Aerojet Rocketdyne recently completed a series of hot-fire tests on a 30,000 lbf thrust-class Bantam liquid-fueled rocket engine built with additive manufacturing. This is a 500 percent increase in the thrust level from the Baby Bantam engine the company 3-D printed and tested in June 2014.
At the 30,000 lbf thrust level, this engine is ideal for the rapidly growing small launch vehicle and low-cost upper-stage markets. This latest milestone paves the way for Aerojet Rocketdyne to develop a family of low-cost, highly reliable rocket engines for booster, upper-stage and in-space propulsion solutions.
Under this activity funded by the Defense Advanced Research Projects Agency (DARPA), Aerojet Rocketdyne successfully completed a series of 17 tests of a LOX/kerosene, regeneratively cooled, liquid rocket thrust chamber assembly demonstrating the performance, durability and reusability of the design. These tests explored a range of engine operating parameters, conditions and run durations validating the design and applicability of the additive manufacturing technology and its benefits. Rigorous development is critical in fielding successful rocket engines and is a key contributor to Aerojet Rocketdyne’s unmatched mission success record.
“Our Bantam engine evolved from proven kerosene engine development experience and offers the user high performance at a very low cost with the reliability that Aerojet Rocketdyne has been known to provide for decades,” said Dr. Jay Littles, director of Advanced Launch Propulsion Programs at Aerojet Rocketdyne. “Successful completion of this test series provides empirical validation of the performance, reusability and operability of the engine system and Aerojet Rocketdyne’s capabilities in the application of additive manufacturing to liquid rocket engines.”
The 30,000 lbf thrust-class engine, which would normally be comprised of over 100 parts, is built from only three additively manufactured major components: the injector assembly; the combustion chamber; and a throat and nozzle section. These three major components are welded together to form a single thrust chamber assembly.

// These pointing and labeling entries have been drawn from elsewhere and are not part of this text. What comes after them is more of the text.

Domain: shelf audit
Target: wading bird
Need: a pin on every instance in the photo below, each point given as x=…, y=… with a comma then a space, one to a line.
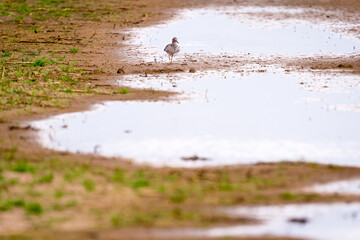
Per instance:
x=172, y=49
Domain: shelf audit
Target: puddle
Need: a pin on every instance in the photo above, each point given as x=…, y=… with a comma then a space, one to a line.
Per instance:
x=310, y=221
x=245, y=31
x=340, y=187
x=233, y=118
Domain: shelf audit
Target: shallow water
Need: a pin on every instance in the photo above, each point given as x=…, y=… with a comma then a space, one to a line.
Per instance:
x=242, y=31
x=228, y=119
x=310, y=221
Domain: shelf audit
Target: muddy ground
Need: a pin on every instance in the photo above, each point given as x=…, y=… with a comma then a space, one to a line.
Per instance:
x=68, y=58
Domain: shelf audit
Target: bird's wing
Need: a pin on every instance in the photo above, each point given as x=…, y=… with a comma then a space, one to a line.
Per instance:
x=168, y=48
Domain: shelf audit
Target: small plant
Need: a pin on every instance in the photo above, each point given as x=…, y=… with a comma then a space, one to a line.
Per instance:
x=39, y=63
x=34, y=208
x=118, y=175
x=74, y=50
x=6, y=54
x=89, y=185
x=116, y=220
x=178, y=196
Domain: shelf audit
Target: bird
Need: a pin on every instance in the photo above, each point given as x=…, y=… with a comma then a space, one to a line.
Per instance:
x=172, y=49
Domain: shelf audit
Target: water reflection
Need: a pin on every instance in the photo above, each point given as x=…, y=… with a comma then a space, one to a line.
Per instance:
x=234, y=118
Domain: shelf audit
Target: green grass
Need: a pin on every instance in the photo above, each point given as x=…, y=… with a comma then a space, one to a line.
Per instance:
x=39, y=63
x=6, y=54
x=89, y=185
x=33, y=208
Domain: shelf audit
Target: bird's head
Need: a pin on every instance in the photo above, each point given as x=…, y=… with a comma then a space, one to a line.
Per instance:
x=175, y=40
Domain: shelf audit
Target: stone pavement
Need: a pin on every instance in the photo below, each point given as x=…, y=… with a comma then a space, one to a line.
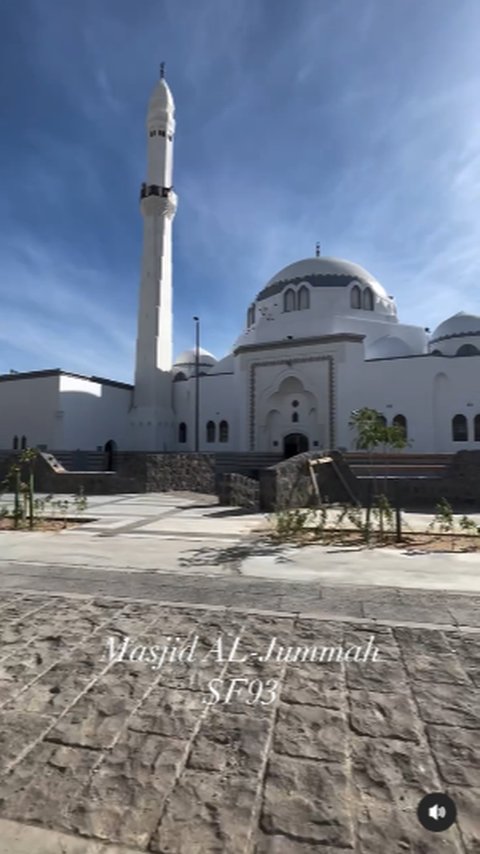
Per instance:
x=322, y=752
x=317, y=753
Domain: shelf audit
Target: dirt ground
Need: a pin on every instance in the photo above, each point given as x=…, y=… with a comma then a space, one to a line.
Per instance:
x=411, y=541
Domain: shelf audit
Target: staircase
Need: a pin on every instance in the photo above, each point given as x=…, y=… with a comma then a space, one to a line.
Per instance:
x=398, y=465
x=81, y=460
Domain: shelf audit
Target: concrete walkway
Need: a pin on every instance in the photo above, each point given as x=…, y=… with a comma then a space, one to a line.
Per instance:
x=190, y=533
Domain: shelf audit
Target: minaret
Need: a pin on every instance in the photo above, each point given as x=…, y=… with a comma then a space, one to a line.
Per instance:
x=158, y=203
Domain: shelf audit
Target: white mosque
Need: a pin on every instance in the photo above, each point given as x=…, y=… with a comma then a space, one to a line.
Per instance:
x=321, y=339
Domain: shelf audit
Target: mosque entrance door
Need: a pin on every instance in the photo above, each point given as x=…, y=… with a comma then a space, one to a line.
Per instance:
x=109, y=450
x=294, y=443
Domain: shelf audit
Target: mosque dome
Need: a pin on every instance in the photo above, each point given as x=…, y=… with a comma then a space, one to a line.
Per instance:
x=460, y=325
x=321, y=272
x=206, y=359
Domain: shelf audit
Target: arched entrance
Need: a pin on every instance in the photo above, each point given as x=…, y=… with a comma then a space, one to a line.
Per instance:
x=110, y=449
x=294, y=443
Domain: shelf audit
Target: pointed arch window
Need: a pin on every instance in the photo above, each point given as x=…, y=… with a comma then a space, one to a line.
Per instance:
x=401, y=421
x=182, y=432
x=289, y=300
x=459, y=428
x=210, y=431
x=368, y=299
x=356, y=297
x=303, y=298
x=223, y=431
x=476, y=428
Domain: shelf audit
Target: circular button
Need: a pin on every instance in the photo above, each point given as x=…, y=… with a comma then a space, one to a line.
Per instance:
x=436, y=812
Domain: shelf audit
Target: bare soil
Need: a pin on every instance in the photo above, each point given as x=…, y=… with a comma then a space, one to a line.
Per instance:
x=410, y=542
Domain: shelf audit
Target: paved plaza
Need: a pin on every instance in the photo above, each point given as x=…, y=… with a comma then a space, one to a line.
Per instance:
x=358, y=697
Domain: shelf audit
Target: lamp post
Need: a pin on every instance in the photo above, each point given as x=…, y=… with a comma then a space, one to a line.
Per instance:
x=197, y=383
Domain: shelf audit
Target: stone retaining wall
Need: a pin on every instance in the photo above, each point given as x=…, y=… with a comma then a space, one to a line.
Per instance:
x=168, y=472
x=289, y=483
x=237, y=490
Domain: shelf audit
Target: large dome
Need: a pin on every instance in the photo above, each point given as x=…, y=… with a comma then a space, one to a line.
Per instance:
x=460, y=325
x=321, y=272
x=188, y=358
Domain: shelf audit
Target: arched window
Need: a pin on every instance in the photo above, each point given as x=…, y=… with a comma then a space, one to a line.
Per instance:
x=182, y=432
x=467, y=350
x=356, y=297
x=210, y=431
x=303, y=297
x=368, y=299
x=289, y=300
x=223, y=431
x=476, y=428
x=459, y=428
x=400, y=421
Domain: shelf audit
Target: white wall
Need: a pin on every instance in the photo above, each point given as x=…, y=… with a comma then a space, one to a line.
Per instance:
x=29, y=407
x=427, y=390
x=93, y=413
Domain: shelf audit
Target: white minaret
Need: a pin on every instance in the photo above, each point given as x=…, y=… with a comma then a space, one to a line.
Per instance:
x=152, y=416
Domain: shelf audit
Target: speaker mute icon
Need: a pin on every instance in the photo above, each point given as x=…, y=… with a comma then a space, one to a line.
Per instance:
x=436, y=812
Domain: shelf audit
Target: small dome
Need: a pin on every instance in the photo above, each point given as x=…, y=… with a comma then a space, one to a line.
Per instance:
x=322, y=272
x=460, y=325
x=206, y=359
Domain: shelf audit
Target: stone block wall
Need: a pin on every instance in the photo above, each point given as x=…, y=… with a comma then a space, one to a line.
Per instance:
x=237, y=490
x=289, y=483
x=168, y=472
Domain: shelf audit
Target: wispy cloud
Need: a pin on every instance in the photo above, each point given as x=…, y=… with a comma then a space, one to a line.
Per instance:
x=353, y=124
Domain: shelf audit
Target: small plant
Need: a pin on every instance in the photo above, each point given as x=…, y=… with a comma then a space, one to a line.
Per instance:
x=321, y=521
x=80, y=501
x=383, y=513
x=443, y=519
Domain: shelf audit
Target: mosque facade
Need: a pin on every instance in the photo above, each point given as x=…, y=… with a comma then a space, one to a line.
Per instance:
x=321, y=339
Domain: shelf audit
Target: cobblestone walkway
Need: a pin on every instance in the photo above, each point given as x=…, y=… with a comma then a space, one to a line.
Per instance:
x=334, y=758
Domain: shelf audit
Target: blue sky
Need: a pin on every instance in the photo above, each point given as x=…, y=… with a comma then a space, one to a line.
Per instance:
x=352, y=122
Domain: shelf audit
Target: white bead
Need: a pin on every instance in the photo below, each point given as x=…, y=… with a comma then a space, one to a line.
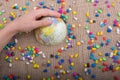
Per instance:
x=27, y=63
x=40, y=52
x=111, y=54
x=75, y=18
x=10, y=65
x=88, y=31
x=68, y=71
x=16, y=40
x=58, y=76
x=85, y=69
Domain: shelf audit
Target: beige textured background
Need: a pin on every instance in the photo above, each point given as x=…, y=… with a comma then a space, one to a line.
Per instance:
x=21, y=69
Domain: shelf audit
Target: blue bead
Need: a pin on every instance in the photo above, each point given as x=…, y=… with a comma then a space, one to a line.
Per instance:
x=88, y=47
x=93, y=76
x=62, y=60
x=14, y=77
x=118, y=53
x=76, y=77
x=45, y=70
x=27, y=3
x=56, y=73
x=48, y=65
x=108, y=14
x=97, y=15
x=58, y=1
x=89, y=71
x=56, y=56
x=67, y=10
x=44, y=6
x=108, y=40
x=109, y=30
x=107, y=54
x=70, y=67
x=93, y=65
x=112, y=48
x=101, y=44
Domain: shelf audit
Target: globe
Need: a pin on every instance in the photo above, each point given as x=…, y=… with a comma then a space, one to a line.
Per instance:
x=52, y=34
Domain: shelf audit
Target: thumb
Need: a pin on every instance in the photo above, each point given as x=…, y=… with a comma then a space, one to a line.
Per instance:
x=43, y=23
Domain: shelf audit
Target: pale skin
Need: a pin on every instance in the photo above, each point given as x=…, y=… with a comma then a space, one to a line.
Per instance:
x=25, y=23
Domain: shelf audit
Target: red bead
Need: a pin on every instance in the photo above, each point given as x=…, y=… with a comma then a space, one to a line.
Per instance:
x=105, y=64
x=56, y=67
x=59, y=50
x=104, y=38
x=118, y=61
x=116, y=78
x=62, y=0
x=96, y=38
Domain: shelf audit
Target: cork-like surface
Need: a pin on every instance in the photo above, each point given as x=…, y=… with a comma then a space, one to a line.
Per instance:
x=81, y=6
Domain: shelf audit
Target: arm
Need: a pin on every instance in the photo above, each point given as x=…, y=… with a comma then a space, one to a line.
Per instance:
x=25, y=23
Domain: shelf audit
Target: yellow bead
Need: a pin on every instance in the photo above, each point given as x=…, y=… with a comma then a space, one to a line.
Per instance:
x=10, y=61
x=73, y=25
x=60, y=67
x=117, y=68
x=101, y=33
x=76, y=55
x=43, y=79
x=71, y=56
x=19, y=48
x=112, y=4
x=99, y=53
x=85, y=65
x=87, y=14
x=78, y=43
x=100, y=59
x=63, y=72
x=80, y=79
x=72, y=64
x=74, y=12
x=79, y=25
x=92, y=41
x=6, y=57
x=48, y=61
x=28, y=77
x=16, y=58
x=91, y=21
x=96, y=61
x=93, y=49
x=13, y=48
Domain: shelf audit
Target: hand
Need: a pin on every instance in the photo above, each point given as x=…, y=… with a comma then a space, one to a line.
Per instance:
x=28, y=22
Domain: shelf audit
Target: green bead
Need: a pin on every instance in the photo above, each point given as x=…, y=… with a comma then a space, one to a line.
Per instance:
x=100, y=67
x=66, y=41
x=97, y=46
x=118, y=14
x=104, y=59
x=1, y=13
x=86, y=27
x=48, y=79
x=100, y=11
x=4, y=19
x=1, y=26
x=66, y=17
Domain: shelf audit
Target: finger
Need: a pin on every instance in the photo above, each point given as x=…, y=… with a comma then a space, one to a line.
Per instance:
x=43, y=23
x=46, y=12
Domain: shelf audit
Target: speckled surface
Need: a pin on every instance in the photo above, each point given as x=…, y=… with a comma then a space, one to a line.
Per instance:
x=21, y=69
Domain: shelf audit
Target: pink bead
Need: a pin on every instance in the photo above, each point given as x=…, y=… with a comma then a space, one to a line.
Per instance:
x=95, y=4
x=90, y=33
x=108, y=6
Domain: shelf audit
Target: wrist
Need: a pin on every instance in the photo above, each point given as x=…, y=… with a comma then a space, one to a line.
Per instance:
x=10, y=28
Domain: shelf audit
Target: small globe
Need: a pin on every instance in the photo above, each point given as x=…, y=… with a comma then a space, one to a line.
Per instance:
x=53, y=34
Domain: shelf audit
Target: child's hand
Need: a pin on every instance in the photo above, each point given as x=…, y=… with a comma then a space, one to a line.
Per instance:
x=28, y=22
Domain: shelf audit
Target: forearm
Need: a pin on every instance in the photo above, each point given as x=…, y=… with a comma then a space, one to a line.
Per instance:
x=5, y=35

“The demonstration of a regeneratively cooled, high-chamber-pressure engine made completely with 3-D printing is another key milestone in Aerojet Rocketdyne’s path to reducing the cost of rocket propulsion systems,” added Littles. “Printing the part is not the hard part, it is printing parts that can provide the performance and reliability that our customers depend on that is the key.”
The Bantam engine was designed, fabricated and tested in just seven months at a fraction of the cost of producing the engine using traditional fabrication methods. Its recurring price would also be a fraction of the cost of today’s products.
“The new generation of product aims to help change the economics of space access that is critical to our warfighter, civil and commercial customers,” said Littles.
“The results of this test program confirm that we are on the right path to take advantage of the advancements we’ve made in 3-D printing technology as a key part of our strategy to deliver more affordable products to our customers while we maintain the reliability they’ve come to expect,” said Aerojet Rocketdyne CEO and President Eileen Drake. “This successful series is another positive step in the validation of our technical approach and provides the foundation for future engine designs that take advantage of 3-D printing technology to enable us to reduce production lead times and make our products more cost-competitive.”